Meta's newest dataset will train speech recognition engines on 'clusters' of speakers

It's shown to improve ASR performance by 10 percent, especially for Boomers.

kyonntra via Getty Images

It is 2023 and, sorry, Siri somehow still didn’t catch that. Despite the tsunami of advancements generative AI systems have enjoyed in recent months, the synthetic assistants on our mobile devices remain nearly as hard of hearing as they were in 2011. A newly developed dataset from Meta AI, however, promises to improve the performance of such automatic speech recognition (ASR) tools by clustering speech at the “utterance level.”

Meta has long sought to improve its ASRs’ performance, teaching them to train without the aid of transcripts, recognize more than 4,000 spoken languages and even read lips at a higher proficiency than human experts. However, many of the datasets used to train ASR models are organized by demographic — age group, gender, nationality, English accent — which limit the variation of pronunciations that models are trained on, ultimately hindering their function in understanding a broad cross section of users.

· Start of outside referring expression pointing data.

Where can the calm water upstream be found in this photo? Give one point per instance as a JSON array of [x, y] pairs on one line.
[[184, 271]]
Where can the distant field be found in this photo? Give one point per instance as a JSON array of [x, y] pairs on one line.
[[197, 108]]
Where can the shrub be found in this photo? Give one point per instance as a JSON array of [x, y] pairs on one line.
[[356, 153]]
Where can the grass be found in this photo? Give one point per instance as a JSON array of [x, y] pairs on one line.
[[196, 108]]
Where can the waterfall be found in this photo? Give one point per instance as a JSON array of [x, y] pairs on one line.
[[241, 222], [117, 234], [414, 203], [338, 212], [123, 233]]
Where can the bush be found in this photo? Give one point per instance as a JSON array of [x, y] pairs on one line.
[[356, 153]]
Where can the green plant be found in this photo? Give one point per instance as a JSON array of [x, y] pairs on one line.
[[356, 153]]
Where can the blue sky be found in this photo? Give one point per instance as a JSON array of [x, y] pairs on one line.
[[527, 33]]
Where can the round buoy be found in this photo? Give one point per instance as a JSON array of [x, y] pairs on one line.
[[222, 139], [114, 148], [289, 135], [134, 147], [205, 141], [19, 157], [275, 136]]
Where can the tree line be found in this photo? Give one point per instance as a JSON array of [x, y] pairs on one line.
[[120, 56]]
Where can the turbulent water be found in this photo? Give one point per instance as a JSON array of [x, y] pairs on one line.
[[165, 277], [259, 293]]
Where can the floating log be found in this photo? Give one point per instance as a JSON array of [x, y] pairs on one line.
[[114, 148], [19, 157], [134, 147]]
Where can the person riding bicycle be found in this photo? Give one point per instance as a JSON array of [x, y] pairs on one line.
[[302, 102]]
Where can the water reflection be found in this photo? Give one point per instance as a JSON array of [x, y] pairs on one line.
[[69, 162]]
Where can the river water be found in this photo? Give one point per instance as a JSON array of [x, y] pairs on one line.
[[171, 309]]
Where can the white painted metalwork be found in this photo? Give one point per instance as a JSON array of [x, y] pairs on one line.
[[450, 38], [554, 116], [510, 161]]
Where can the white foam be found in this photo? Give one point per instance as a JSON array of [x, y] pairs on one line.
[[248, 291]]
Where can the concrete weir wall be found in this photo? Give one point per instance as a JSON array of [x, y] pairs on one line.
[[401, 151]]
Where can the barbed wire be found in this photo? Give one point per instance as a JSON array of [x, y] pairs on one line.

To get around this, Meta AI has developed a dataset that instead relies on an utterance clustering method. “Instead of dividing a dataset based on speakers’ demographic information … our proposed algorithm clusters speech at the utterance level,” the Meta AI team explained in Wednesday’s blog post. “A single cluster will contain similar utterances from a diverse group of speakers. We can then train our model using the various clusters and use fairness datasets to measure how the model impacts outcomes across different demographic groups.”

Meta’s resulting dataset includes just over 27,000 command utterances collected from 595 paid US volunteers. Their utterances revolve around seven main themes — music, capture, utilities, notification control, messaging, calling and dictation — that other researchers can then use to train their own models and digital assistants on. Prompts included asking the speakers how they’d voice search for a song or make plans with friends and deciding where to meet up.

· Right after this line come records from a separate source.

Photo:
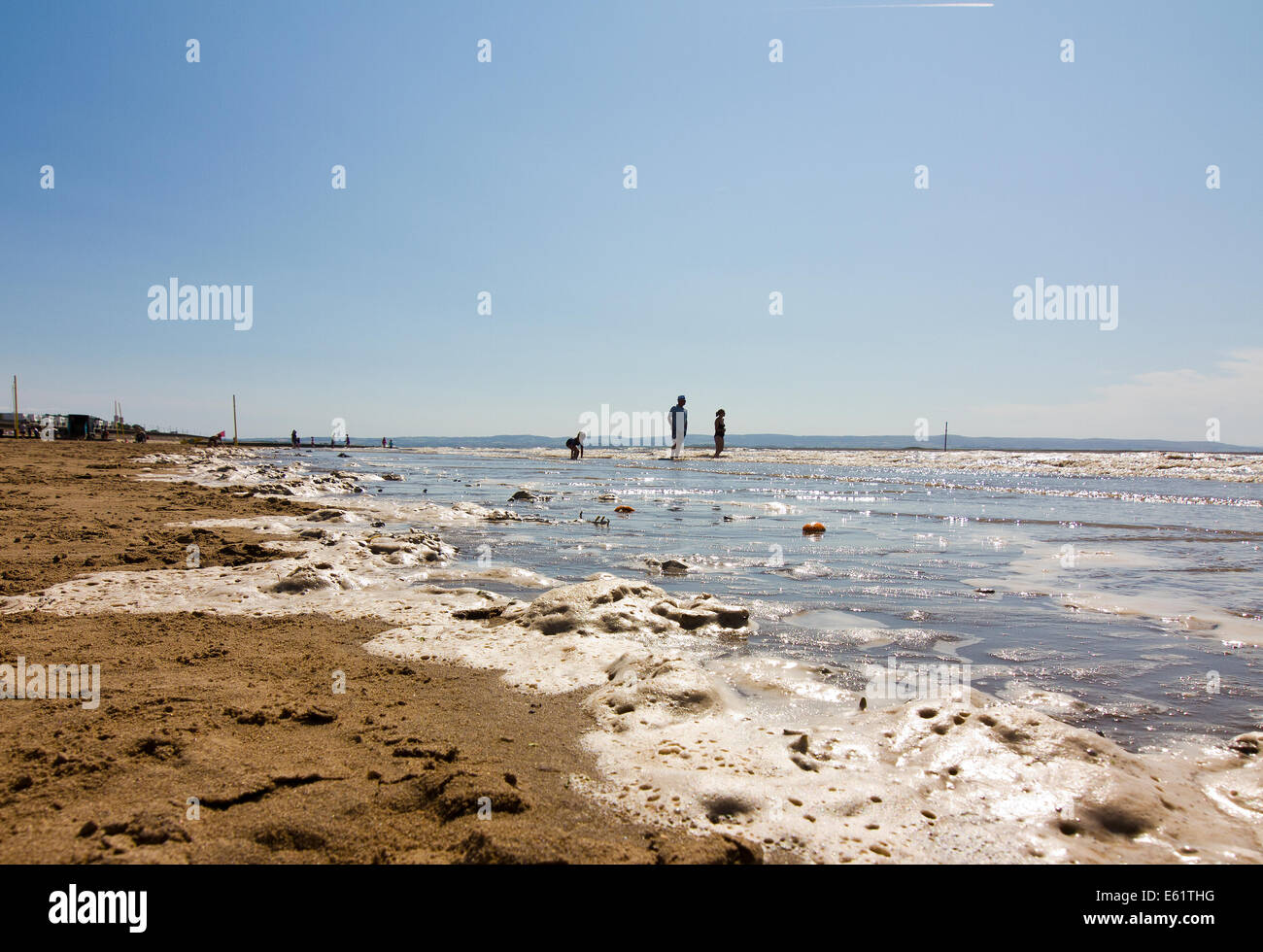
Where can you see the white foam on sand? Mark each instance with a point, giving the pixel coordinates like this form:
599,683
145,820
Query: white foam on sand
1226,467
1078,580
691,730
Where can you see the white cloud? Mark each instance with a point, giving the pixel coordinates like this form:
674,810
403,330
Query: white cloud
1162,404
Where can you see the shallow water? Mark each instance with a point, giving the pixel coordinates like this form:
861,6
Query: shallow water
1120,603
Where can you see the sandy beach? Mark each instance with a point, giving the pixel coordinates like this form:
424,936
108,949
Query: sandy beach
238,712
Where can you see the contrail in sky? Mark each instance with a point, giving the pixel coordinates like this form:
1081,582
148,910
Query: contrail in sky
863,7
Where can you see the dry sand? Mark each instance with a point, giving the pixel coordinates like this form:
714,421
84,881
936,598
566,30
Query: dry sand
218,686
240,715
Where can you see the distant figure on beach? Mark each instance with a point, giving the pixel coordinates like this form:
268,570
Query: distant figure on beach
678,425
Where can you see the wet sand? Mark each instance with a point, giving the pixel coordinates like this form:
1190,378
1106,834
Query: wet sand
222,738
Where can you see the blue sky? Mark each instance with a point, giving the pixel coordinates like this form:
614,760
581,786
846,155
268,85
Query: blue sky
753,177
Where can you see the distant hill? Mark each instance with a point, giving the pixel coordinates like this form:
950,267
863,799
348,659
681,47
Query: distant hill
782,441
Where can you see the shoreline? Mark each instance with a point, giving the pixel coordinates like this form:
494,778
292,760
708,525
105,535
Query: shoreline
964,779
239,711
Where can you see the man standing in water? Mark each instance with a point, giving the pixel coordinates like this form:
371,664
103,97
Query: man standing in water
678,425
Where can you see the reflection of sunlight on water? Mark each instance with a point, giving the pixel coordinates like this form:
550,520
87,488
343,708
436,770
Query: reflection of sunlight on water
1160,567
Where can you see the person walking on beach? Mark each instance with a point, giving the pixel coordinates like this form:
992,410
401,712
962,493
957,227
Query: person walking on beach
678,425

To evaluate this new system, Meta first trained a model on publicly-available, English-language Facebook videos. Researchers then evaluated that model using two other datasets: Casual Conversations v1, which Meta released in 2021, and a “de-identified dataset collected from a data supplier for ASR,” which includes 48,000 spoken utterances from 867 individuals.

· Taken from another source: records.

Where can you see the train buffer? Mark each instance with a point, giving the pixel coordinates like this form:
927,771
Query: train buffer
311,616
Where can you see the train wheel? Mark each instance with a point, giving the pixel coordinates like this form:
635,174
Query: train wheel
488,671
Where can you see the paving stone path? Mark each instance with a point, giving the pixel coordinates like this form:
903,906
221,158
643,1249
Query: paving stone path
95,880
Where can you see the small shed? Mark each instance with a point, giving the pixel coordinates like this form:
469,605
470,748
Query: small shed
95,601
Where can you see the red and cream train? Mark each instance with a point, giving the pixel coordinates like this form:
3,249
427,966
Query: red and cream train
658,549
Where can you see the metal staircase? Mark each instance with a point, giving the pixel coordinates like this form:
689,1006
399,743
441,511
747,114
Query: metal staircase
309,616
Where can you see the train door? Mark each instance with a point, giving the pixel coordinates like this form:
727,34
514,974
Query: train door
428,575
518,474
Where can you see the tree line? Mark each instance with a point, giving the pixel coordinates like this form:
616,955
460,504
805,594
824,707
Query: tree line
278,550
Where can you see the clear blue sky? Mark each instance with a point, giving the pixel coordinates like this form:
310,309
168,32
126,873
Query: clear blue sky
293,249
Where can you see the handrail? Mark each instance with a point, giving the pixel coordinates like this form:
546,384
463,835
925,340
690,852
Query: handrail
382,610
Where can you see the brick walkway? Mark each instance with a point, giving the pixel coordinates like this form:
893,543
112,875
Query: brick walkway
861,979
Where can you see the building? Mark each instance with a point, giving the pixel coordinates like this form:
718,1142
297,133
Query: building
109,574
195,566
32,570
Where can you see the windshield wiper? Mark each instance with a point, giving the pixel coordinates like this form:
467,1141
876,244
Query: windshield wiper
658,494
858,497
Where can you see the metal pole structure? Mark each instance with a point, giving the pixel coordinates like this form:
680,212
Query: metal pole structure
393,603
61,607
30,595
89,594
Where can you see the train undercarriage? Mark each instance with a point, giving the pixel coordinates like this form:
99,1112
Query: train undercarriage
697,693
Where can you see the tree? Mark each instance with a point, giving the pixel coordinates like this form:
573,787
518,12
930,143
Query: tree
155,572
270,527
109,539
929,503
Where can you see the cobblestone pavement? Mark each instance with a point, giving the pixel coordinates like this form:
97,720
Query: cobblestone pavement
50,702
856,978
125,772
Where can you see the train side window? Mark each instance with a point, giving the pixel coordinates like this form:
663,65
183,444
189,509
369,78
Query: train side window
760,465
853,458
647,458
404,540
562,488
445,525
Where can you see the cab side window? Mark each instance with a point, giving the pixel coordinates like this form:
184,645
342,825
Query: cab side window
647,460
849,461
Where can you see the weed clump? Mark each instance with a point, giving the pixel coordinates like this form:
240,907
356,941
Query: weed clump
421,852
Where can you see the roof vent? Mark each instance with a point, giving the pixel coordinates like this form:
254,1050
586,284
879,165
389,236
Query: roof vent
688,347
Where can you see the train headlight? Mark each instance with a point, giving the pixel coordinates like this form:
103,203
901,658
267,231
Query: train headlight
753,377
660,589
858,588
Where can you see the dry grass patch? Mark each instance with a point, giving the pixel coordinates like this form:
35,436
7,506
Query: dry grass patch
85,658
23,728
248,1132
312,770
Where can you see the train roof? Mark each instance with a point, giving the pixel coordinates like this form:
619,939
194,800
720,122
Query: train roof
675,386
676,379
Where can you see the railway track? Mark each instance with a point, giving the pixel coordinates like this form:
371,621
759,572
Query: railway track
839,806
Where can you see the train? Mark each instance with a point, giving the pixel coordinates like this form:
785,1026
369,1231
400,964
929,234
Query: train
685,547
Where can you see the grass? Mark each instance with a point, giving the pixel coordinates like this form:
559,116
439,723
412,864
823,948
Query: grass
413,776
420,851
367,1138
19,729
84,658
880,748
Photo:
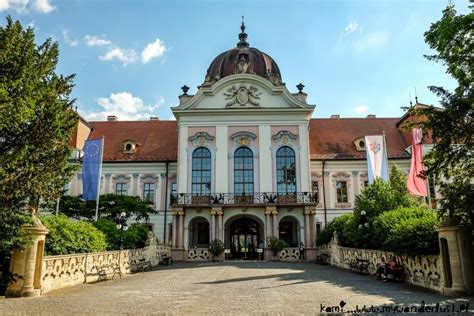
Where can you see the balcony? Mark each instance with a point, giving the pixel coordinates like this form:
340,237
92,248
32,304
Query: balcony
255,199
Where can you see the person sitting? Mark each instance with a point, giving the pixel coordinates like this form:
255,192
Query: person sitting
381,268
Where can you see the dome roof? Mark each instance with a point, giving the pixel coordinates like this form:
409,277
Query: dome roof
243,59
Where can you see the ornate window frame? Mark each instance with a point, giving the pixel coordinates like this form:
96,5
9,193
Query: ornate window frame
343,176
121,178
282,139
201,139
149,178
244,139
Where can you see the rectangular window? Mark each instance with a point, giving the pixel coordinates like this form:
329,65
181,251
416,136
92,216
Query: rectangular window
149,192
341,191
121,188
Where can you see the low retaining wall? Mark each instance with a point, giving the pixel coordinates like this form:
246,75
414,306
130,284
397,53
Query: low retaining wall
425,271
67,270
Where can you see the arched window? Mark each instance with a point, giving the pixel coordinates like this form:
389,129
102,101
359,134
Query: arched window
201,172
243,171
286,170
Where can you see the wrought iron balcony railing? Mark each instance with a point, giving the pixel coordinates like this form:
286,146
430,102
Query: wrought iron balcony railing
258,198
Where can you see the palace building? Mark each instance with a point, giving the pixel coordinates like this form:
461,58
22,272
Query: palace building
243,161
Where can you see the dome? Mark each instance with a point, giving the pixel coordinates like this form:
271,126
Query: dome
243,59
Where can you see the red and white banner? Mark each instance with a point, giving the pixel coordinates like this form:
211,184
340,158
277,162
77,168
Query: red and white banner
416,185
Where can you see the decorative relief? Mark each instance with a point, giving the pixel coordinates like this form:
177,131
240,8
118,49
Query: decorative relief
201,139
242,95
284,138
243,139
290,254
198,254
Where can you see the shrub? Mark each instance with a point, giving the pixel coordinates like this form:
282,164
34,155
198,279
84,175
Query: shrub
408,230
336,225
216,247
68,236
134,237
276,244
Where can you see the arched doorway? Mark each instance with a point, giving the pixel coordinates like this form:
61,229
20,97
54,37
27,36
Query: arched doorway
288,230
199,233
244,237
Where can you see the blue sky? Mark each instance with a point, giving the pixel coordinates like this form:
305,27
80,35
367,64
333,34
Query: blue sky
131,57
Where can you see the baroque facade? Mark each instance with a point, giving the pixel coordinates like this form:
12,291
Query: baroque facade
243,161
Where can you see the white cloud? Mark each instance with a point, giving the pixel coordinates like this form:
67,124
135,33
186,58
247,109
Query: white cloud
351,27
125,106
372,41
361,109
22,6
92,40
68,40
123,55
153,50
43,6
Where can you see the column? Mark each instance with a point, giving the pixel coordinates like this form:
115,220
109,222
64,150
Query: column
135,184
181,229
307,236
275,223
213,225
221,174
175,228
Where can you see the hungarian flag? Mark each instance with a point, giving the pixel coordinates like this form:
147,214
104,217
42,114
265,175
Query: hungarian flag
416,185
377,162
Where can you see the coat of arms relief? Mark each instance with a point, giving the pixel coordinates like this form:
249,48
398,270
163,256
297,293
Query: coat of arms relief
242,95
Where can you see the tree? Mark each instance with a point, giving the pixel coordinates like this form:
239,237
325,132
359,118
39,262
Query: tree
110,206
450,163
36,125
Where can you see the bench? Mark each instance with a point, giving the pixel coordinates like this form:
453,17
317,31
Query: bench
360,266
103,271
143,265
323,258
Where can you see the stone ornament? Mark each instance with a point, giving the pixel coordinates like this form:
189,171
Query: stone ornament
201,139
284,138
242,95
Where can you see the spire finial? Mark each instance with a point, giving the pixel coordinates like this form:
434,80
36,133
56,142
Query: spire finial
242,36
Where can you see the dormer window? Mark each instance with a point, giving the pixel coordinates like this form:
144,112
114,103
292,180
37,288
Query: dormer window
360,144
129,146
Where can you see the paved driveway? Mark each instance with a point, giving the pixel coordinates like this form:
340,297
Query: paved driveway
231,288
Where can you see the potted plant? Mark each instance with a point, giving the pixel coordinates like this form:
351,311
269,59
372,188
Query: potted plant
276,245
216,247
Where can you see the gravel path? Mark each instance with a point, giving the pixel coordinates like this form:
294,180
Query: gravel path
271,288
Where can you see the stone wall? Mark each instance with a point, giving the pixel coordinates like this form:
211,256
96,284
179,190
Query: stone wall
67,270
425,271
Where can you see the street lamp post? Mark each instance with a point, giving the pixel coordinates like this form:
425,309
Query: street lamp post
122,225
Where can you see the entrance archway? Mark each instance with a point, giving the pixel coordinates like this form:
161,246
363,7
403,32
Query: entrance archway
199,233
244,235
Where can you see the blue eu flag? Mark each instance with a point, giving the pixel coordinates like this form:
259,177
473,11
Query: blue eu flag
91,164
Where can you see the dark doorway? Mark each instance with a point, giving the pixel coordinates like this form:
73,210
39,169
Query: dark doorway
244,238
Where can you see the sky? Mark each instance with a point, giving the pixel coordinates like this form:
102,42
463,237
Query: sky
131,57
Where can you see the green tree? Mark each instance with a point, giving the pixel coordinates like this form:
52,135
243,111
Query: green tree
36,125
71,236
110,206
450,163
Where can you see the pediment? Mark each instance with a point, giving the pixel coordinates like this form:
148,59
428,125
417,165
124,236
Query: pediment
242,92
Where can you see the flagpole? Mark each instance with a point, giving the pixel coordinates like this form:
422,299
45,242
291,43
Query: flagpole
98,183
386,153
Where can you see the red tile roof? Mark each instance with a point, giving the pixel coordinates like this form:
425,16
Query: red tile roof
334,138
157,140
329,138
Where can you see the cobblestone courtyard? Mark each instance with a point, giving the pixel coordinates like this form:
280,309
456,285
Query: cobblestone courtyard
228,288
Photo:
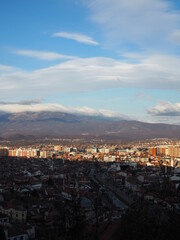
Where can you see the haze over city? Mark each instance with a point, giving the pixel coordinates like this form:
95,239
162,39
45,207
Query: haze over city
113,58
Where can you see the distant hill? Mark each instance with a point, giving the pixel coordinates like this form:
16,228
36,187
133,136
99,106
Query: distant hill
58,124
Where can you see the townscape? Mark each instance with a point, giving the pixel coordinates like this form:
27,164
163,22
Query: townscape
84,191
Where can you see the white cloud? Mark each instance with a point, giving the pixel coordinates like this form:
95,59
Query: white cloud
5,68
42,55
165,109
146,23
55,107
88,74
76,37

The initial results proved promising, with model performance improvements “on all demographic groups in our evaluation datasets, though by far the largest gains are with respect to more inclusivity of accents,” per the blog. Overall, ASR performance increased by 10 percent using the clustering method, with large gains coming from the age 66-85 crowd as well, a traditionally underrepresented demographic in the voice command space.

“Our proposed algorithm is part of Meta’s long-term focus on responsible AI and just one part of our holistic approach to address fairness issues,” the researchers wrote. Looking ahead, the team is exploring adapting the system to other languages.